Прошло совсем немного времени с начала первой операции по биопсии, когда его вдруг попросили принести еще один литр раствора Рингера. Трент с трудом сдержал радость.
Когда он вошел в центральную процедурную, там было несколько человек персонала. Трент знал, что должен проявлять осторожность, проверяя свою ампулу, но на него никто не обращал внимания. Все были заняты подготовкой новых хирургических наборов взамен использованных в этот день. Слева от него находились ненаркотические медицинские препараты.
Он взял с полки бутылку с рингером. Дверей в этом помещении не было, и он видел, что все заняты подсчетом хирургических инструментов для каждого набора.
Не спуская глаз с работающих медсестер, Трент осторожно просунул руку в коробку с маркаином. И почувствовал легкое возбуждение. В коробке оставалась только одна ампула с абсолютно гладким концом. Значит, его ампулу уже взяли.
С трудом сдерживая волнение, Трент вышел из центральной процедурной и направился в четвертую операционную. Отдав помощнице анестезиолога рингер, он спросил дежурную медсестру, не надо ли еще чего-нибудь. Она его поблагодарила. Операция проходила спокойно. Биопсию уже отправили в морозильник, все близилось к концу. Трент сказал дежурной медсестре, что скоро вернется.

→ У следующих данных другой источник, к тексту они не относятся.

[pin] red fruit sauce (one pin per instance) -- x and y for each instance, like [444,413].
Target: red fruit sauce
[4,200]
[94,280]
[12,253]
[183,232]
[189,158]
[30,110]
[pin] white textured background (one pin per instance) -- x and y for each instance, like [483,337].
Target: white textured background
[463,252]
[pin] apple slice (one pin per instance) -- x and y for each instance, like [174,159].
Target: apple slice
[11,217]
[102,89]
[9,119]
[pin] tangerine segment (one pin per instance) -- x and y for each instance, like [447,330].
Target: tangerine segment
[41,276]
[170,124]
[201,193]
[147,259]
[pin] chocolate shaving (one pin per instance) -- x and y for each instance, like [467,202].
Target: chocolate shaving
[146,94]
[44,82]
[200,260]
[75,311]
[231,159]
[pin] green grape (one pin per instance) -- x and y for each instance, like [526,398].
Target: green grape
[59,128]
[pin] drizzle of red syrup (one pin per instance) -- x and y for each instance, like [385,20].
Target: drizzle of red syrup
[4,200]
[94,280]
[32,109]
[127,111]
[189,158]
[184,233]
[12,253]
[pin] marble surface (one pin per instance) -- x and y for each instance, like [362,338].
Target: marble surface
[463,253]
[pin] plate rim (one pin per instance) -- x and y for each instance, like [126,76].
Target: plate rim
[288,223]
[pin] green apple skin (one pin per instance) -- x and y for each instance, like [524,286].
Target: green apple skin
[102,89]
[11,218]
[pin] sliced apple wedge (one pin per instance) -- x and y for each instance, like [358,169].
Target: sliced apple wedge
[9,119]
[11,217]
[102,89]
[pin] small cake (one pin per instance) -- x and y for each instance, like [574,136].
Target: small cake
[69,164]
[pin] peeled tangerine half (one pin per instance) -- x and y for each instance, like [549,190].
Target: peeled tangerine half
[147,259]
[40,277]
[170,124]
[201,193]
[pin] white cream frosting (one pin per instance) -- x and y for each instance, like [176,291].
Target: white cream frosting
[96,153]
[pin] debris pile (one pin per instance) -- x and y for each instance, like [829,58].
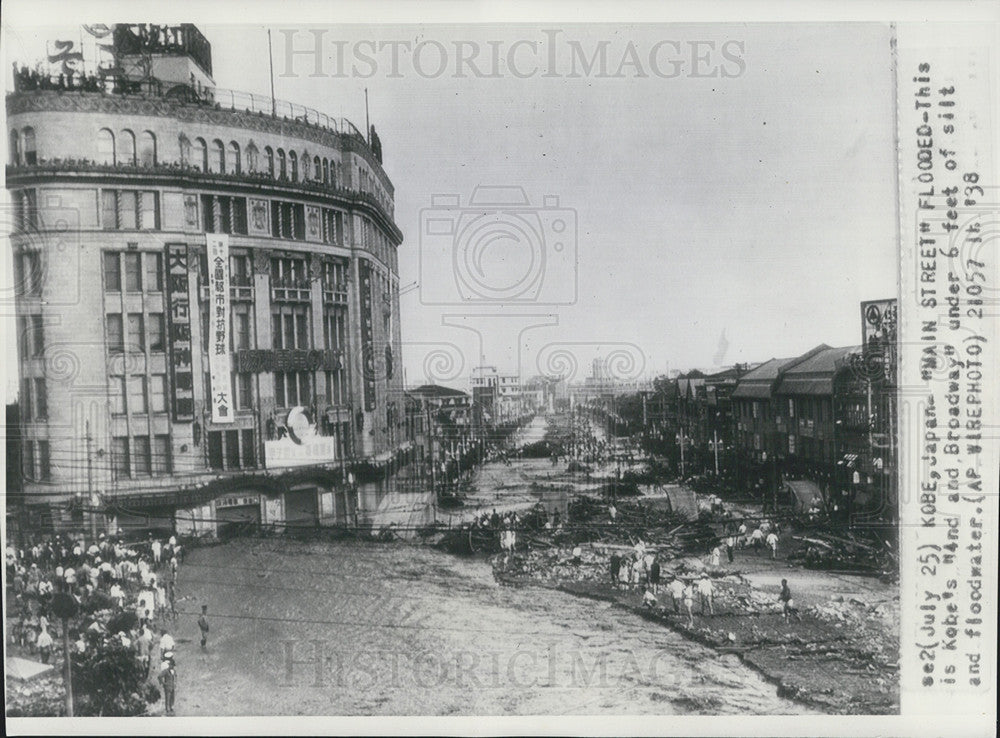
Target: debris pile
[846,551]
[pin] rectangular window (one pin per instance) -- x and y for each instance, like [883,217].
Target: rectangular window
[133,272]
[290,327]
[215,457]
[109,210]
[149,210]
[29,273]
[335,388]
[232,449]
[25,398]
[136,334]
[162,461]
[116,337]
[116,394]
[240,337]
[249,449]
[244,391]
[156,338]
[137,395]
[28,462]
[41,399]
[37,336]
[143,460]
[154,272]
[239,270]
[119,456]
[112,271]
[44,462]
[128,210]
[158,393]
[292,388]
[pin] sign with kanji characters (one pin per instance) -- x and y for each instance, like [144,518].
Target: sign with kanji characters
[179,321]
[219,365]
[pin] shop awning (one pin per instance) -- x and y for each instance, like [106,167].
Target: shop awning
[806,494]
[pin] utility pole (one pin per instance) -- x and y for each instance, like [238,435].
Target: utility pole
[682,452]
[90,487]
[67,669]
[270,58]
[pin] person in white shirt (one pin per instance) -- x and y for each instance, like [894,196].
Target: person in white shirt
[689,602]
[676,588]
[44,644]
[166,642]
[772,541]
[706,592]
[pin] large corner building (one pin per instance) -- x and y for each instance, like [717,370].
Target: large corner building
[122,182]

Выйдя из операционной, Трент поспешил к доске расписаний. Он чуть не закричал от радости. Эпидуральную анестезию сегодня должны провести в семь тридцать во время эндоскопии брюшной полости, и делать ее будет доктор Дохерти! Удаление грыжи в этот день вообще нигде не значилось, наверное, его перенесли на другой день. Значит, его ампулу используют при эндоскопии брюшной полости.

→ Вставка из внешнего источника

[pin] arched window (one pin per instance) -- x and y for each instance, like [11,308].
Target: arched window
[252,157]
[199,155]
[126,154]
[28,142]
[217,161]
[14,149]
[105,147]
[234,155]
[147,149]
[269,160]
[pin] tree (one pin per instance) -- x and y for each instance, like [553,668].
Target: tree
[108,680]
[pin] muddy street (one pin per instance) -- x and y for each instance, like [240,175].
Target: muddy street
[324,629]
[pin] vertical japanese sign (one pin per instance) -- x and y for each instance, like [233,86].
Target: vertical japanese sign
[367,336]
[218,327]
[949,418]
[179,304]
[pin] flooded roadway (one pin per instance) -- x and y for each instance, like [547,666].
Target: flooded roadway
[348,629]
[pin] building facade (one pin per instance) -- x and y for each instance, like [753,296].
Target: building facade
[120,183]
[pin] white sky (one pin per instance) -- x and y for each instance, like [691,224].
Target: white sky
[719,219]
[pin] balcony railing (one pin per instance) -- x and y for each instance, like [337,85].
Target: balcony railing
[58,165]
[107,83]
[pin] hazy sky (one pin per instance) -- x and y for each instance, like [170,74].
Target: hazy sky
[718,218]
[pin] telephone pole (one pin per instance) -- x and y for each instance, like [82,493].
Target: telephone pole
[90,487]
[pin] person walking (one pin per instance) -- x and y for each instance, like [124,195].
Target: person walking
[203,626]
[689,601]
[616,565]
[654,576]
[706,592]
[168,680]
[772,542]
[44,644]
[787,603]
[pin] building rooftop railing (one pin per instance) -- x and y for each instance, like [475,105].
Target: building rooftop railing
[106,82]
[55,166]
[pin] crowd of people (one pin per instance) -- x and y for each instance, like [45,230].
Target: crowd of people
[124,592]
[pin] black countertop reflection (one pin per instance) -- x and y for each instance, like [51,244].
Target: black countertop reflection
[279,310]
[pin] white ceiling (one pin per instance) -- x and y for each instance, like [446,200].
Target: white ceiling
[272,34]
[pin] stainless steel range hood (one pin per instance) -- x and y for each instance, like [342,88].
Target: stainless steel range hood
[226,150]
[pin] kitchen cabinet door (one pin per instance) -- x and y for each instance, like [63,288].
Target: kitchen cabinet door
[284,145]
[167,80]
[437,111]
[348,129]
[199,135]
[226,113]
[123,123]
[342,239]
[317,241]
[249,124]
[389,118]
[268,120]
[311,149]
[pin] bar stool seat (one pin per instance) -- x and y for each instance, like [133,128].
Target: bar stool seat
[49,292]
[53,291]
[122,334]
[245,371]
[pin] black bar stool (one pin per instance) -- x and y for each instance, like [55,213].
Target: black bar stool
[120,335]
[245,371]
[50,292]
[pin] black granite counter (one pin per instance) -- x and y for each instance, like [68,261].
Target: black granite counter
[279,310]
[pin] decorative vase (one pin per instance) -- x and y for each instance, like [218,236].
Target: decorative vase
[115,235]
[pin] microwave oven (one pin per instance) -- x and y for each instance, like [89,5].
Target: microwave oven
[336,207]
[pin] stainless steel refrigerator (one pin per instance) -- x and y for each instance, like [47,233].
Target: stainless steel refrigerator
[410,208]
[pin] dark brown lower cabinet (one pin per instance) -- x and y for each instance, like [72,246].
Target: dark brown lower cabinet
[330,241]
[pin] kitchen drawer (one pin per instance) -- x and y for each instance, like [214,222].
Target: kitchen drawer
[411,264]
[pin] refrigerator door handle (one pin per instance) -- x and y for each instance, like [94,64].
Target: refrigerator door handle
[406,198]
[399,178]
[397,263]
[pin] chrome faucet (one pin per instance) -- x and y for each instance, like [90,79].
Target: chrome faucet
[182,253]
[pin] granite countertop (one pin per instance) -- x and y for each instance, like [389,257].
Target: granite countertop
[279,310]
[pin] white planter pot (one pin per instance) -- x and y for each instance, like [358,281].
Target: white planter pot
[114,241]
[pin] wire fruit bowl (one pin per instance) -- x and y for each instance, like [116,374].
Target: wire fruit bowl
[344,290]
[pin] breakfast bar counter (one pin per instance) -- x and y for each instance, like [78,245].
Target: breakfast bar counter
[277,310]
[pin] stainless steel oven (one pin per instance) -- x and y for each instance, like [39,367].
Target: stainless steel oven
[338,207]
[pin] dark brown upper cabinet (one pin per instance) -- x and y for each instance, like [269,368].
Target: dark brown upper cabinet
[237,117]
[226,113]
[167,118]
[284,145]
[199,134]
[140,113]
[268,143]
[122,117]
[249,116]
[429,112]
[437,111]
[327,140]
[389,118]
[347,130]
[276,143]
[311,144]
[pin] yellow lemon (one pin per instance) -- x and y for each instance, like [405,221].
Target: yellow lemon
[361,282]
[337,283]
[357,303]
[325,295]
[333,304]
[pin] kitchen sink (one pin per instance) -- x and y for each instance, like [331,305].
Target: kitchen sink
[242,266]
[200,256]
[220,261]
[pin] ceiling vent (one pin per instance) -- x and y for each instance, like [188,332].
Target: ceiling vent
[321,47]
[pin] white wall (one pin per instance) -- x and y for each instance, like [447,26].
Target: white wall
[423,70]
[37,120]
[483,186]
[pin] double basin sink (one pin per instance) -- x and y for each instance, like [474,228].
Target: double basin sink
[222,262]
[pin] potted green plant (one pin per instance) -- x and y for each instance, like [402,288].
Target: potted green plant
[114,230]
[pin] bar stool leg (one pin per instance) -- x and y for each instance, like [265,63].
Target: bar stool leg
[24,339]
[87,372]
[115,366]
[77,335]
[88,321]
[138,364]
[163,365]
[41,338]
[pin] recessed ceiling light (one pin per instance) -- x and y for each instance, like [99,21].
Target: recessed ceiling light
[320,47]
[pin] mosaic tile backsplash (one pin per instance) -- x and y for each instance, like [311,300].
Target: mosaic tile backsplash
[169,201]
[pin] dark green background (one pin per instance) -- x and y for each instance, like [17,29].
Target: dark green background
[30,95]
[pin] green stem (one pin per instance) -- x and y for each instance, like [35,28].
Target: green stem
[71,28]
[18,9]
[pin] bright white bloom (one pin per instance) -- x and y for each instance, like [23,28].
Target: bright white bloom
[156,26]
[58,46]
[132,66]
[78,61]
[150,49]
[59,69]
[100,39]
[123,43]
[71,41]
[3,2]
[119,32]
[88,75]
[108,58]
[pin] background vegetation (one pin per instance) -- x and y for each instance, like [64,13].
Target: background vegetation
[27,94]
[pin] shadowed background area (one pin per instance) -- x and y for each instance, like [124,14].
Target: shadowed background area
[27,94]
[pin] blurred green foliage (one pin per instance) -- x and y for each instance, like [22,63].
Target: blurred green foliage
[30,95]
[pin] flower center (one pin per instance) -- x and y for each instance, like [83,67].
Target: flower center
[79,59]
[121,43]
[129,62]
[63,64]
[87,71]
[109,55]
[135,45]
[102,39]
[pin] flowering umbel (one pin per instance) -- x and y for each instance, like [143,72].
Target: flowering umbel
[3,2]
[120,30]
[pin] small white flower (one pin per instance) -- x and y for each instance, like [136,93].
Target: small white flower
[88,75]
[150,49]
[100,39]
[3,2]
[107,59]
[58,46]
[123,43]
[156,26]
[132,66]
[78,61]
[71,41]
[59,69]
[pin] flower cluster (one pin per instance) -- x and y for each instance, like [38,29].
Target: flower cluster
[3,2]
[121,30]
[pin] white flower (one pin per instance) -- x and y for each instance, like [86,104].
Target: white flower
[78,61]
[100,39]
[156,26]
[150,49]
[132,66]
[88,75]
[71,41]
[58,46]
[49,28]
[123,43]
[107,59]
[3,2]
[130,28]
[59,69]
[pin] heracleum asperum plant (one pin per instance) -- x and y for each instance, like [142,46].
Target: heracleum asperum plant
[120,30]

Трент посмотрел, где должна проводиться эндоскопия. В операционной номер двенадцать. Он развернулся и поспешил в анестезиологическое отделение к этой операционной. Дохерти уже был там. Пациент тоже. На нержавеющем столике лежала его ампула маркаина.
Трент не мог поверить в такую удачу. Помимо того, что анестезиологом был Дохерти, пациентом оказалась молодая цветущая девушка. Об этом можно было только мечтать.
Не желая, чтобы его видели слоняющимся без дела в этом отделении, Трент не стал задерживаться и ушел к себе. Но оказалось, что в своей операционной он просто не может спокойно сидеть. Трент так стремительно ходил по ней, что хирург, проводивший биопсию, попросил его либо сесть, либо покинуть помещение.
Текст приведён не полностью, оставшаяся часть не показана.